Member of the Legislative Council of Newfoundland
- In office June 13, 1855 – 1869
- Nominated by: Philip Little
- Appointed by: Sir Charles Darling
- Succeeded by: Augustus W. Harvey Robert Thorburn

Member of the Newfoundland House of Assembly for Harbour Grace
- In office November 13, 1869 – November 8, 1873 Serving with William S. Green
- Preceded by: John Hayward
- Succeeded by: Frederick Carter William Wood

Member of the Newfoundland House of Assembly for Conception Bay
- In office December 20, 1842 – November 20, 1848 Serving with Edmund Hanrahan, James Prendergast, and Thomas Ridley
- Preceded by: Anthony Godfrey James Power
- Succeeded by: Nicholas Molloy Richard Rankin

Personal details
- Born: 1807 Port Bannatyne, Buteshire, Scotland, U.K.
- Died: September 29, 1879 (aged 71–72) Southport, Lancashire, England, U.K.
- Party: Conservative
- Spouse: Naomi Munden ​(m. 1838)​
- Relatives: Robert S. Munn (nephew) John S. Munn (grandson)
- Occupation: Merchant, newspaper owner

= John Munn (Newfoundland politician) =

Newfoundland politician (1807–1879)

John Munn (1807 – September 29, 1879) was a Scottish-born merchant and political figure in Newfoundland. He represented Conception Bay from 1842 to 1848 and Harbour Grace from 1869 to 1873 in the Newfoundland and Labrador House of Assembly as a Conservative.

== Business career ==

Mann was born at Port Bannatyne near Rothesay in Scotland, the son of Stewart Munn and Isabella Fisher, and came to St. John's in 1825. He worked there as a bookkeeper until 1833, when he moved to Harbour Grace and opened a business with Captain William Punton. The company became involved in the seal trade and shipbuilding. Munn married Naomi Munden in 1838.
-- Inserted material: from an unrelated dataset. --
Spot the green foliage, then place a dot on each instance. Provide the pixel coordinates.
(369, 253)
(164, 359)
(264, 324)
In the 1870s, Munn's company purchased Thomas Ridley's assets. He helped found the Union Bank and served as a director. He also owned the Harbour Grace Standard newspaper.
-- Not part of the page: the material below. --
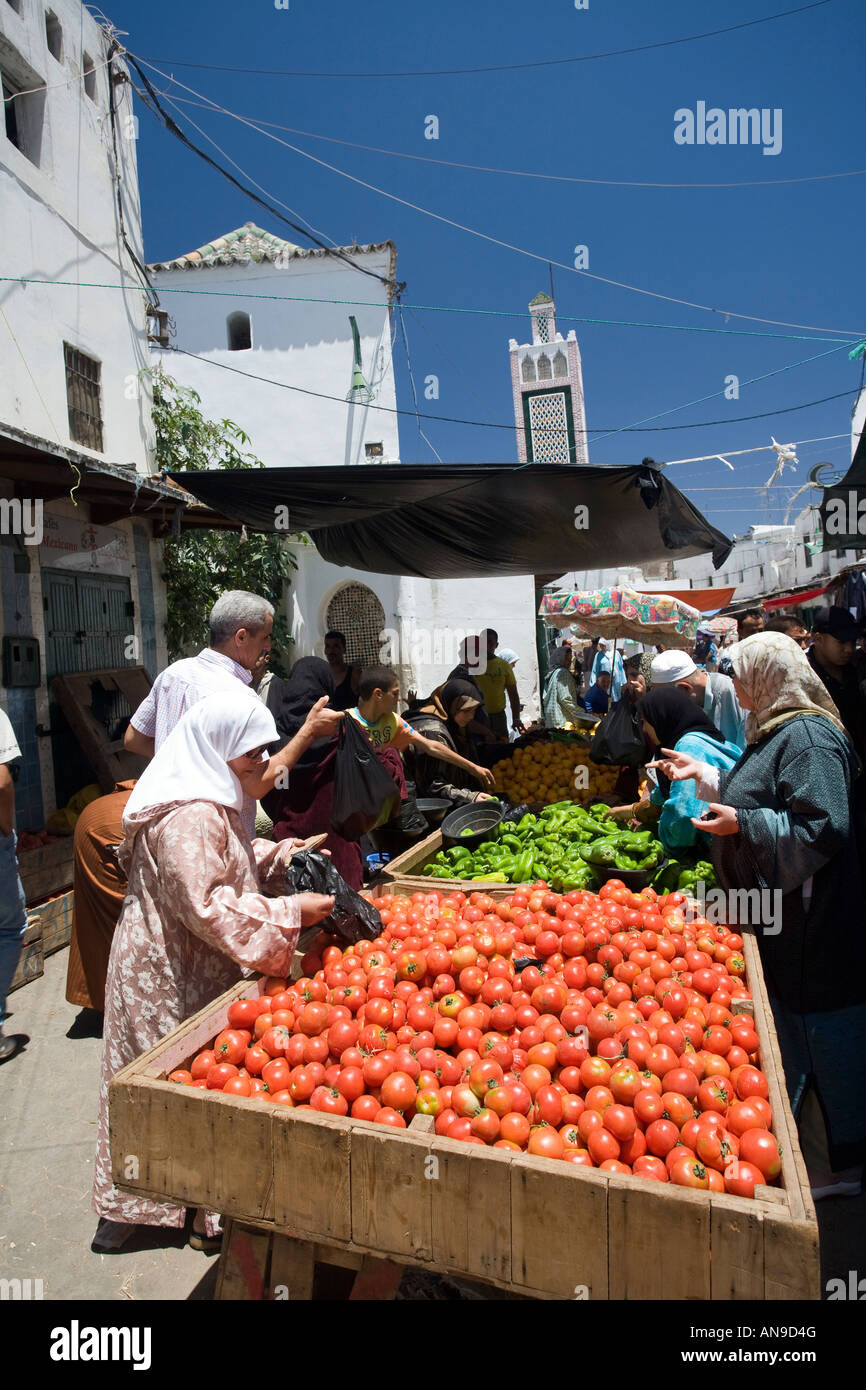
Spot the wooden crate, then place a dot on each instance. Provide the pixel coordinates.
(31, 963)
(56, 918)
(521, 1223)
(46, 870)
== Political career and family ==

Munn was named to the Legislative Council in 1855; he served until 1869. Munn died in England in 1879, in Southport, Lancashire. After his death, his company was taken over by his son, William Punton Munn, and nephew, Robert Stewart Munn. William Munn's son, John Shannon Munn (John Munn's grandson), was also prominent in Newfoundland business circles until his death in the wreck of the SS Florizel in 1918.

== Legacy ==

In 2016, John Munn was named a National Historic Person.